Pentagon spokesman Sean Parnell added: "Our nation requires that our partners be willing to help our warfighters win in any fight." The court did not question whether the military should win fights. It found that the Pentagon punished a company for speaking publicly.

A parallel case is ongoing in the DC Court of Appeals. A final verdict in either case could take months. Anthropic said it was pleased with the ruling.

## The same Thursday, a different kind of exposure

Hours after the ruling, [Fortune reported](https://fortune.com/2026/03/26/anthropic-leaked-unreleased-model-exclusive-event-security-issues-cybersecurity-unsecured-data-store/) that Anthropic had left nearly 3,000 unpublished assets in a publicly accessible content management system. Among them were details of [an unreleased AI model called Claude Mythos](https://www.sovereignmagazine.com/article/claude-mythos-anthropic-new-model).

A draft blog post describing the model, discovered independently by researchers at LayerX Security and the University of Cambridge, called Mythos "a step change" in AI performance and "the most capable we've built to date." The post also stated that Anthropic believes the model poses "unprecedented cybersecurity risks." An Anthropic spokesperson confirmed the model is being tested with early access customers.

The CMS did not require authentication to access unpublished content. Anyone with technical knowledge could query the system and retrieve draft pages, internal images, and documents. Anthropic secured the data after Fortune made contact on Thursday evening.

The timing was difficult to ignore. On the same day a federal judge affirmed Anthropic's right to impose safety guardrails on the world's most powerful military, the company's own content infrastructure was sitting wide open.

## And by Friday morning, an IPO

[Bloomberg reported on Friday](https://www.bloomberg.com/news/articles/2026-03-27/claude-ai-maker-anthropic-said-to-weigh-ipo-as-soon-as-october) that Anthropic is weighing an initial public offering as early as October 2026. The company's February Series G round valued it at $380 billion on $14 billion in annual revenue.

## FAQ

**Q: Why did the Pentagon try to ban Anthropic?**
The Pentagon sought to designate Anthropic a supply chain risk after CEO Dario Amodei refused to remove all safety restrictions on military use of Claude. Anthropic has two stated red lines: it will not allow Claude to be used for mass surveillance of Americans or for fully autonomous weapons. The Pentagon demanded the model be available for "all lawful purposes" without restriction.

**Q: Did Anthropic win the lawsuit?**
Anthropic won a preliminary injunction on March 26, 2026. US District Judge Rita F. Lin blocked the Pentagon from enforcing the supply chain risk designation, calling it "classic illegal First Amendment retaliation." The government has one week to appeal, and a parallel case is ongoing in the DC Court of Appeals. A final verdict could take months.

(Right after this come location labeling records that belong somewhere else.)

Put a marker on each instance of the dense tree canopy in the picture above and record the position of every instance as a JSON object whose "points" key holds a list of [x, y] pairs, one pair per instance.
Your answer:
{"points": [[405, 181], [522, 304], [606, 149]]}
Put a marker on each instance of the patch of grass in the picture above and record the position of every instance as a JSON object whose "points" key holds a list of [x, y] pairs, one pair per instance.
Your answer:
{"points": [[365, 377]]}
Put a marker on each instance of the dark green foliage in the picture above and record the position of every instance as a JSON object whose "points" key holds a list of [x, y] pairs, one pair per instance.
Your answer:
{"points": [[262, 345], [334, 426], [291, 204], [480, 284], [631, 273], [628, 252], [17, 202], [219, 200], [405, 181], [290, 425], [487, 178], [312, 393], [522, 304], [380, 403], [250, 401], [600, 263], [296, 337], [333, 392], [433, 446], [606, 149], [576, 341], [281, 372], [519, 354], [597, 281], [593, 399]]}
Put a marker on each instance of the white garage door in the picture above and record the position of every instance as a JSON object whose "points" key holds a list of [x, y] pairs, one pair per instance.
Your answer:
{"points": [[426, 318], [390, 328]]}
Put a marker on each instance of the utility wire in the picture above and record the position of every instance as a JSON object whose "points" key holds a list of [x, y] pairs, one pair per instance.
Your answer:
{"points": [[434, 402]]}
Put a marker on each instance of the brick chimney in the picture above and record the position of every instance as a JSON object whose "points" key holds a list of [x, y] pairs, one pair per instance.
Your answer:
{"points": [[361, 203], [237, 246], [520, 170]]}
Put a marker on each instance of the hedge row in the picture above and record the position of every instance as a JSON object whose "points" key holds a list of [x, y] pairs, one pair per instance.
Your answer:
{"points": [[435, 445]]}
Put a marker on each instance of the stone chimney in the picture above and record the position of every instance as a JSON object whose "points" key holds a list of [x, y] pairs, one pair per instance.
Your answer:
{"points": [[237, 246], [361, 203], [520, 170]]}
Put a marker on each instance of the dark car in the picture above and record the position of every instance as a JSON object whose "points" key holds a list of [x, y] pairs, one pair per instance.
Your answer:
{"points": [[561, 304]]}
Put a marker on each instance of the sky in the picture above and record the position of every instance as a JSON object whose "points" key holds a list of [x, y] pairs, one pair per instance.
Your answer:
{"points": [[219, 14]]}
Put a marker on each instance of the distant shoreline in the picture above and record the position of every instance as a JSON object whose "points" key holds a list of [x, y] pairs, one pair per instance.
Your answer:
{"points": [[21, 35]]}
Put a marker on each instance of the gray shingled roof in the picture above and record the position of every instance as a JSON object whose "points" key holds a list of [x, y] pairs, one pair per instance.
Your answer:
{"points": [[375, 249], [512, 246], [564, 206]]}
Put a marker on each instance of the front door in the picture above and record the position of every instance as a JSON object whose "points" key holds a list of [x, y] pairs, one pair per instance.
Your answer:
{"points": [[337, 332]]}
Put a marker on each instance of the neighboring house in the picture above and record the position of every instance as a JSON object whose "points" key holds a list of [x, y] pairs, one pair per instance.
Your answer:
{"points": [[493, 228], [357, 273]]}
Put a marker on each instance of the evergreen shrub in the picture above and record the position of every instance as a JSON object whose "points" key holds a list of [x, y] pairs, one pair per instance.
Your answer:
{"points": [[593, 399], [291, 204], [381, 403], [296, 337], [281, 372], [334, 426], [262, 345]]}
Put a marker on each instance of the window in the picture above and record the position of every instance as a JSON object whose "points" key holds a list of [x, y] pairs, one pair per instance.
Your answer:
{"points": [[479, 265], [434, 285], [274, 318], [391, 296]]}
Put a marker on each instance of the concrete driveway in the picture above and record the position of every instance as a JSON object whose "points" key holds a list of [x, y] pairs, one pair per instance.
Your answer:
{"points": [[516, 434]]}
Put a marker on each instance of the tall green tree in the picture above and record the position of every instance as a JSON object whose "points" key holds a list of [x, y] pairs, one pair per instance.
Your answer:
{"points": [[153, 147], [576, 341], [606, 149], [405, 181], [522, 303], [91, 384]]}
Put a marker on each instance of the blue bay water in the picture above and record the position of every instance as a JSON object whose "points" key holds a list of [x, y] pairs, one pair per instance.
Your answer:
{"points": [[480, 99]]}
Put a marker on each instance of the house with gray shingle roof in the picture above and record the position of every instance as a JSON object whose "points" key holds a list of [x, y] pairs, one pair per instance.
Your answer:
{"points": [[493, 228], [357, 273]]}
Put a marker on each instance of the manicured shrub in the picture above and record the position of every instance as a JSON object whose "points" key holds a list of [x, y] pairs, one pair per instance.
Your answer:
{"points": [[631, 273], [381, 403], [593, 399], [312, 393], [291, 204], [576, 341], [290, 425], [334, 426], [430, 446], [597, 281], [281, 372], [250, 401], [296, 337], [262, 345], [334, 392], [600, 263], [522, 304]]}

**Q: What is a supply chain risk designation?**
A supply chain risk designation labels a company's technology as a threat to US national security. It has historically been reserved for foreign adversaries, intelligence agencies, and terrorist organizations. Anthropic is the first American company to publicly receive the designation. If enforced, it would require every defense contractor to certify it does not use the designated company's products.

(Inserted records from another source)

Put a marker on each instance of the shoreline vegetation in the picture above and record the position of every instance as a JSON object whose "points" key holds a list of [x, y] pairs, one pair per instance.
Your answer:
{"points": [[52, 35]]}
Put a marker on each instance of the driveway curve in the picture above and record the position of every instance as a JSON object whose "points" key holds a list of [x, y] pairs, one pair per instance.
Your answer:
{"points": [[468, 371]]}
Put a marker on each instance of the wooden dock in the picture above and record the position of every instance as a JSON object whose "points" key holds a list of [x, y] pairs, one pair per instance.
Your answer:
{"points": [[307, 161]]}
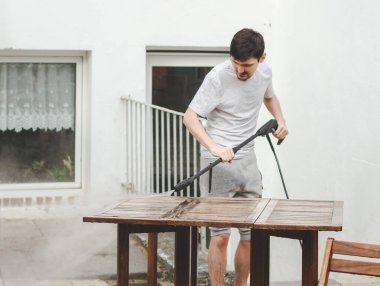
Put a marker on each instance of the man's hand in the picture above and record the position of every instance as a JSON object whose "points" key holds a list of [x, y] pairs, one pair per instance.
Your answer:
{"points": [[281, 131], [225, 153]]}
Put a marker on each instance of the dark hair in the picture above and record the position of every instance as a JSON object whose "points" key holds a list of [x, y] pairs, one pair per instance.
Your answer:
{"points": [[247, 43]]}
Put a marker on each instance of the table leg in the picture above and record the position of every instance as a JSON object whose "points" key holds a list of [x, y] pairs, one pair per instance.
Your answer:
{"points": [[152, 259], [194, 255], [310, 259], [122, 255], [260, 244], [182, 256]]}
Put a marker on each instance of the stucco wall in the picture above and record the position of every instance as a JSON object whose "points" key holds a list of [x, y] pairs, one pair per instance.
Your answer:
{"points": [[326, 68]]}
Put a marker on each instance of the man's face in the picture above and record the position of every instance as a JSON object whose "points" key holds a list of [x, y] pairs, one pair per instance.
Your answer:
{"points": [[245, 69]]}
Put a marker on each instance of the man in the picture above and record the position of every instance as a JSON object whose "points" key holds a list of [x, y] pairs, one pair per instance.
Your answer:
{"points": [[230, 98]]}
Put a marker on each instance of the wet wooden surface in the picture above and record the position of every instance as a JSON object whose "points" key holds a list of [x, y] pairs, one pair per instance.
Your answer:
{"points": [[229, 212], [295, 219]]}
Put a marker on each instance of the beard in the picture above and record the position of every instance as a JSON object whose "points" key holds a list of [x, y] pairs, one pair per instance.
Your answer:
{"points": [[243, 76]]}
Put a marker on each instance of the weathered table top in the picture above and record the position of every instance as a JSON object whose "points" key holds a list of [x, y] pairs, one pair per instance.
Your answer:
{"points": [[225, 212]]}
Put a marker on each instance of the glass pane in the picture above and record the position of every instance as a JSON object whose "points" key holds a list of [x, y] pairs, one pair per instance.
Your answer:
{"points": [[37, 156], [37, 119], [174, 87]]}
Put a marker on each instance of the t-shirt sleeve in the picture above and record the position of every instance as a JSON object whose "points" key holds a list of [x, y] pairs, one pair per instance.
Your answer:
{"points": [[206, 98], [269, 92]]}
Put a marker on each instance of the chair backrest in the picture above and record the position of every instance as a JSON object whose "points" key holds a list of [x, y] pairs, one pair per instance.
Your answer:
{"points": [[343, 265]]}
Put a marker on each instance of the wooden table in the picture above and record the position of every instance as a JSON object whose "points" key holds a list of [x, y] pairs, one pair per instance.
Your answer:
{"points": [[266, 217]]}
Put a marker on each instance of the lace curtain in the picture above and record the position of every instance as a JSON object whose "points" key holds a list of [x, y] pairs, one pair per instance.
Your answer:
{"points": [[37, 96]]}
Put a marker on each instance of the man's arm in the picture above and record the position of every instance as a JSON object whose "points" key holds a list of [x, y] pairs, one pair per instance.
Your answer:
{"points": [[195, 127], [274, 107]]}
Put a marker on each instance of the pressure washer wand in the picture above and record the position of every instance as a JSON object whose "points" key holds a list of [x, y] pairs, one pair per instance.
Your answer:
{"points": [[264, 130]]}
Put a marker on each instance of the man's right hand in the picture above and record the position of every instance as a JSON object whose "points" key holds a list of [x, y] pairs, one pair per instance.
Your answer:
{"points": [[225, 153]]}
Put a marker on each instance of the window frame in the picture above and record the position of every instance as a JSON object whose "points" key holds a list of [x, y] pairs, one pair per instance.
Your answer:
{"points": [[77, 58], [180, 58]]}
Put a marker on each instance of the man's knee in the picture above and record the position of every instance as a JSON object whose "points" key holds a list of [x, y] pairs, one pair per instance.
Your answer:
{"points": [[221, 240]]}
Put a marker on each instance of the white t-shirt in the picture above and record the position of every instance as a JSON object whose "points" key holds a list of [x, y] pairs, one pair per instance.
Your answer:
{"points": [[232, 106]]}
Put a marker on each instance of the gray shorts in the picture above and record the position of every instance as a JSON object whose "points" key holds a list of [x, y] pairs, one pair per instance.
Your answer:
{"points": [[239, 179]]}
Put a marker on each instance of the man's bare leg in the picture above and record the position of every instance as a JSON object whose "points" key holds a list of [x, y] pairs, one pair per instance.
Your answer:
{"points": [[217, 259], [242, 263]]}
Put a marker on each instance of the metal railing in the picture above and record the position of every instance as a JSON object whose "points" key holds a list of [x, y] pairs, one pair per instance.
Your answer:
{"points": [[160, 152]]}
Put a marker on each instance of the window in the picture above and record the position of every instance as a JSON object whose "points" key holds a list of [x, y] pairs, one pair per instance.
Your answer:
{"points": [[173, 79], [40, 122]]}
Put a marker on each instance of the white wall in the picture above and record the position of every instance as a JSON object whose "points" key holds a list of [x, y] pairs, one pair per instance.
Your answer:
{"points": [[326, 65], [326, 72]]}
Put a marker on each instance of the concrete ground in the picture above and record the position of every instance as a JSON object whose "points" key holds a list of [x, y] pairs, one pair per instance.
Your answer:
{"points": [[67, 252], [62, 252]]}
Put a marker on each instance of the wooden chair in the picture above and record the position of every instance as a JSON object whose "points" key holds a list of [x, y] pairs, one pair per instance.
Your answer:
{"points": [[343, 265]]}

**Q: Is Anthropic going public?**
Bloomberg reported on March 27, 2026, that Anthropic is considering an initial public offering as early as October 2026. The company's February 2026 Series G round valued it at $380 billion, with annual revenue of $14 billion. The Pentagon lawsuit and an unrelated data security incident may complicate the IPO timeline.

**Q: What is Claude Mythos?**
Claude Mythos is an unreleased AI model from Anthropic that was exposed through an unsecured content management system on March 26, 2026. A draft blog post described it as "a step change" in AI performance and "the most capable" model Anthropic has built. Researchers at LayerX Security and the University of Cambridge independently discovered the material. Anthropic confirmed Mythos is being tested with early access customers but has not announced a release date.